Deklarasi “Masyarakat Duri Pulo: Memilih Nutrisi Bukan Rokok” (Foto: MA/Dini)

Majalahayah.com – Perlawanan terhadap adiksi rokok sudah seharusnya dimulai dari ranah rumah tangga, salah satunya melalui manajemen uang belanja rumah tangga yang dikelola ibu-ibu. Hal tersebut disampaikan Ketua Lentera Anak, Lisda Sundari.

Lisda katakan gerakan tersebut sudah dilakukan oleh Ibu-Ibu di Kelurahan Duri Pulo, Jakarta Pusat.

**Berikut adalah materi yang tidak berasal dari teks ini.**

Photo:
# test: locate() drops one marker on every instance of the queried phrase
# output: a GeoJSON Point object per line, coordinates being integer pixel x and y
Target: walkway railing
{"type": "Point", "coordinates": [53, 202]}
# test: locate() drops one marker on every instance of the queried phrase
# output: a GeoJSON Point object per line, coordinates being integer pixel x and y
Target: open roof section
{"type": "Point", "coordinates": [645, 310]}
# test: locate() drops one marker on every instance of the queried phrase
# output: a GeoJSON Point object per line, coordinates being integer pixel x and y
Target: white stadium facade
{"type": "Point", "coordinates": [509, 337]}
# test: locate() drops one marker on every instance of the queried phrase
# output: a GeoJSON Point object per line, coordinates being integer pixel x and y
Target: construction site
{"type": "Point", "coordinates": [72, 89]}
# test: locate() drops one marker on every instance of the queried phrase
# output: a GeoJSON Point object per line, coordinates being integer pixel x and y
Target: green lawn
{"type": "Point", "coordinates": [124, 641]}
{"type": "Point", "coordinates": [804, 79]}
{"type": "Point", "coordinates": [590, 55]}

“Kesadaran akan pentingnya mengutamakan nutrisi anak ketimbang rokok di Kelurahan Duri Pulo dibuktikan melalui temuan survey dari Yayasan Lentera Anak (2019) mengenai anggaran belanja rumah tangga di Duri Pulo,” ujar Lisda.

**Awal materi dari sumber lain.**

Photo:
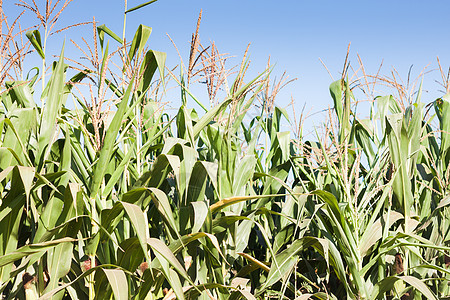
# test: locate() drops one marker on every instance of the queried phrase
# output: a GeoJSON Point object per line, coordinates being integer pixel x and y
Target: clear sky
{"type": "Point", "coordinates": [294, 33]}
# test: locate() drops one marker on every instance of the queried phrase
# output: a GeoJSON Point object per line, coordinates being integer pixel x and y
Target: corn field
{"type": "Point", "coordinates": [105, 193]}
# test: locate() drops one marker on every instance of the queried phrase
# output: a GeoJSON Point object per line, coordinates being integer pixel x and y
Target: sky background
{"type": "Point", "coordinates": [295, 34]}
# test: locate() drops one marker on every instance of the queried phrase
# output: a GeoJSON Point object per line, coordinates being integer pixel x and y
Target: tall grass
{"type": "Point", "coordinates": [115, 197]}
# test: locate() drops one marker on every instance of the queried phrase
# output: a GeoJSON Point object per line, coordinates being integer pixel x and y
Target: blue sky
{"type": "Point", "coordinates": [294, 33]}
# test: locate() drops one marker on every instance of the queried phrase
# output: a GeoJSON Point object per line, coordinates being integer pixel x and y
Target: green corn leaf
{"type": "Point", "coordinates": [140, 6]}
{"type": "Point", "coordinates": [118, 282]}
{"type": "Point", "coordinates": [35, 38]}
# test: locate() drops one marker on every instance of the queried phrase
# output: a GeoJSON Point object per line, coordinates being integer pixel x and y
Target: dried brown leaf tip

Melalui hasil survey tersebut, Lisda katakan mereka telah berhasul menunjukkan makanan bergizi menjadi pilihan anggaran belanja nomor satu sebelum jajan anak dan rokok.

Namun sayangnya, sambung Lisda, data skala nasional tidaklah demikian. Tercatat dalam Survei Sosial Ekonomi Nasional (Susenas) tahun 2010 bahwa pengeluaran keluarga miskin untuk membeli rokok adalah 5 kali lebih banyak daripada untuk membeli telur dan susu, dan menjadikan rokok sebagai pilihan belanja nomor 2 keluarga miskin.

Menanggapi temuan tersebut, Ibu-Ibu di Kelurahan Duri Pulo memilih untuk menyuarakan kekhawatiran mereka secara serentak melalui Deklarasi “Masyarakat Duri Pulo: Memilih Nutrisi Bukan Rokok” yang dibacakan di Festival Telur VS Rokok yang diselenggarakan Lentera Anak bekerjasama dengan Kelurahan Duri Pulo, RPTRA Melati Duri Pulo dan sejumlah komunitas dan organisasi yang berlangsung pada hari Minggu, 3 Februari 2019. Tidak hanya masyarakat sekitar, deklarasi tersebut juga dihadiri secara langsung oleh Wakil Walikota Jakarta Pusat, Irwandi.

Deklarasi yang bertempat di RPTRA Melati Duri Pulo dibacakan oleh Ibu Ika, seorang warga setempat yang dinobatkan sebagai Duta Telur VS Rokok.

Ibu Ika dipilih karena komitmennya yang tinggi dalam memerangi adiksi rokok di dalam rumah tangganya. Ia mengakui bahwa dulu dirinya pernah merokok, dan tersadar untuk berhenti ketika beliau hamil 3 bulan. Ia mengakui bahwa alasan terbesar dari keputusannya ialah karena cinta.

“Cinta kepada diri sendiri dan orang sekeliling. Itu yang membuat tekad saya semakin kuat untuk berhenti merokok,” ucap Ibu Ika.

Tak hanya itu, Ika pun menghimbau para perokok untuk segera sadar untuk mengutamakan kepentingan anak ketimbang rokok, dan untuk berhenti merokok sebelum terlambat.

“Selain menyampaikan kekhawatiran warga, deklarasi tersebut juga berisikan pernyataan dukungan kepada pemerintah Indonesia untuk menaikkan pajak dan cukai rokok. Hal ini dimaksudkan agar harga rokok naik dan menjadi tidak terjangkau dengan mudah oleh masyarakat, terutama anak-anak,” tukas Lisda.